Aansluitend bij de betekenis volgens algemeen spraakgebruik en de strekking van de bepaling oordeelt de kantonrechter dat het enkel samenzijn van een groepje mensen onvoldoende is om van samenscholing te spreken. Er zal hoe dan ook sprake moeten zijn van (dreigende) verstoring van de openbare orde. Dit laatste zal telkens feitelijk vastgesteld dienen te worden aan de hand van de uiterlijke verschijningsvorm en de gedragingen van een groep, mede bezien in samenhang met plaatselijke omstandigheden.
De uitleg die aan het begrip samenscholing gegeven is in het aanvullend beleid van de burgemeester, zoals vastgesteld bij besluit van 26 september 2007, komt erop neer dat een als potentieel ordeverstoorder aangewezen persoon, zoals verdachte, zich in het aangewezen gebied niet in een groepje van vijf of meer mag ophouden, waarbij niet langer vastgesteld behoeft te worden of de orde daadwerkelijk wordt verstoord danwel een verstoring dreigt. Deze extensieve uitleg gaat naar het oordeel van de kantonrechter een stap te ver en daarmee voorbij aan de achterliggende strekking van de norm. Dat geldt temeer nu het samenscholingsverbod de in artikel 12 IVBPR gewaarborgde “liberty of movement” inperkt en zo’n beperking noodzakelijk en gerechtvaardigd moet zijn.
De kantonrechter heeft hierbij tot uitgangspunt genomen dat zij een zelfstandig oordeel dient te geven over de feitelijke uitleg van het begrip samenscholing in de op artikel 10 APV toegesneden tenlastelegging en derhalve niet gebonden is aan de uitleg van de burgemeester, zoals vastgesteld in het aanvullend beleid.
Vrijspraak
De kantonrechter acht op zichzelf bewezen dat verdachte op 31 oktober 2007 in Utrecht op de Monnetlaan en/of Bernadottelaan deel uit maakte van een groep van zes, althans een aantal, personen.

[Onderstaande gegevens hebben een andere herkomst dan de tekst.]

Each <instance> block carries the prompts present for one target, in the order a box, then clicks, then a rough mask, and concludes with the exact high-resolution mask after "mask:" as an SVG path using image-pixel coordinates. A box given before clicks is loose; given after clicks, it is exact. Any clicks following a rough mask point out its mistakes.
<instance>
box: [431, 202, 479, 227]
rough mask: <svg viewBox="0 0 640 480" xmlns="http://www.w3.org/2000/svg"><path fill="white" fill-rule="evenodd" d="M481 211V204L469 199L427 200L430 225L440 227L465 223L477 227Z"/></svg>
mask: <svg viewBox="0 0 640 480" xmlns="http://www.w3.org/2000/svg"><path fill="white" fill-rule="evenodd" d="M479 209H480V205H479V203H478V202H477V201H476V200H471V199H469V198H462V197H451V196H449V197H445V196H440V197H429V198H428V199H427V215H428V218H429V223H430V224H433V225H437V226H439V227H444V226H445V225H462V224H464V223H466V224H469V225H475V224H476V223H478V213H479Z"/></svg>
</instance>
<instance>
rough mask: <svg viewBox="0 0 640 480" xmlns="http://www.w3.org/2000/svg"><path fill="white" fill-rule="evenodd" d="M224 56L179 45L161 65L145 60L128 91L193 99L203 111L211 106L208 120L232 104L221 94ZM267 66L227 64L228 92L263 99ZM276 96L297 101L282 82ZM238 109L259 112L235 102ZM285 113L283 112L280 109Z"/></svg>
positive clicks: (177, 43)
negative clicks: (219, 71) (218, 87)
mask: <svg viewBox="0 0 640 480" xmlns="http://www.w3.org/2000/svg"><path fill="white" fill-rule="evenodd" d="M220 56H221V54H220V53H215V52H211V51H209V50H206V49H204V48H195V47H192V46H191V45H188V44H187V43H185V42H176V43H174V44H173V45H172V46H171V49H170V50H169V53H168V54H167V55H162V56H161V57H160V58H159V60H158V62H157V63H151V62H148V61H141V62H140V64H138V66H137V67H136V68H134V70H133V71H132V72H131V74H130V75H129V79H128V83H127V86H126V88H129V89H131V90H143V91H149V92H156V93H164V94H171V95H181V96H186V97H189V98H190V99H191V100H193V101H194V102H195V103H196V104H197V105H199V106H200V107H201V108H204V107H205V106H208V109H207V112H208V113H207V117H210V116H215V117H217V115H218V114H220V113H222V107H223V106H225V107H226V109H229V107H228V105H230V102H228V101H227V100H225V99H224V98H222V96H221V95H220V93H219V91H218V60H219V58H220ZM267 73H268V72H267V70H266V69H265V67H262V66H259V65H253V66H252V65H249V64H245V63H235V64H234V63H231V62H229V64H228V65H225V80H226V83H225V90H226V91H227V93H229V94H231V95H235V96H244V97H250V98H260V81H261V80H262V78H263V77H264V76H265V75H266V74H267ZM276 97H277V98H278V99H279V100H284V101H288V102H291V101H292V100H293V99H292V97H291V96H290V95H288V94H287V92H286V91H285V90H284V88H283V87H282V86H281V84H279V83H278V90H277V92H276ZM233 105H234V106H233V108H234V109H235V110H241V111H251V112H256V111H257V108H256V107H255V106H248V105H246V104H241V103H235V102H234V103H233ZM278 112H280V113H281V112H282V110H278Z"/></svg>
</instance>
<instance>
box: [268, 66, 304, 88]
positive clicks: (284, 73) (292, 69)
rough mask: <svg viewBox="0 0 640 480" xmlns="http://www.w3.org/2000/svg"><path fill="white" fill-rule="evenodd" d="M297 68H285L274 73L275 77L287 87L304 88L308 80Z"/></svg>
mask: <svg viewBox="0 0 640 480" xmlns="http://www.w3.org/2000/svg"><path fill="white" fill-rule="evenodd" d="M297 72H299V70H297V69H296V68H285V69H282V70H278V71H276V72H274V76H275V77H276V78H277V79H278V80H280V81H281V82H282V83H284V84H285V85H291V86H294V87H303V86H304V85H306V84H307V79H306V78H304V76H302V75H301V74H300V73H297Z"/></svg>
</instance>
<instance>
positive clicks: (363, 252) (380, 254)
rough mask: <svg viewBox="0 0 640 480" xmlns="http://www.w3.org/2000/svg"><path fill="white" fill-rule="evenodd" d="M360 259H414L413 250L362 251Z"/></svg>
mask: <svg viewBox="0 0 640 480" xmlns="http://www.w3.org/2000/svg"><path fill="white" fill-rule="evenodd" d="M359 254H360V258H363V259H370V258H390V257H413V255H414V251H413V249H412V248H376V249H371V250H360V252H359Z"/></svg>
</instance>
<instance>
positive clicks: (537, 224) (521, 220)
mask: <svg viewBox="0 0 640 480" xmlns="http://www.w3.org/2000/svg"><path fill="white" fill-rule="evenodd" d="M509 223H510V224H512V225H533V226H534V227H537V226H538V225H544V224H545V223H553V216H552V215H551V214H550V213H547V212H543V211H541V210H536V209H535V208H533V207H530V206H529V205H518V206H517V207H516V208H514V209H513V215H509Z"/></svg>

Ook is bewezen dat verdachte behoorde tot de aangemerkte en aangeschreven personen, zoals bedoeld in het handhavingsbesluit van de burgemeester van de gemente Utrecht van 26 september 2007.
De feitelijke omschrijving van het delictsbestanddeel samenscholing in de tenlastelegging (hij maakte deel uit van een groep van zes personen) behelst echter geen elementen van (dreigende) ordeverstoring. De kantonrechter dient op de grondslag van de tenlastelegging te beslissen. Zulks brengt mee dat verdachte vrijgesproken moet worden, aangezien het kenmerkende bestanddeel in de delictsomschrijving (samenscholing) niet bewezen kan worden.
De overige verweren behoeven geen verdere bespreking.
DE BESLISSING
De kantonrechter beslist als volgt:
Verklaart niet bewezen dat verdachte het tenlastegelegde feit heeft begaan en spreekt hem daarvan vrij.
Dit vonnis is gewezen door mr N.V.M. Gehlen, bijgestaan door S. Ommen als griffier en uitgesproken op de openbare terechtzitting van de kantonrechter in deze rechtbank van 13 februari 2008.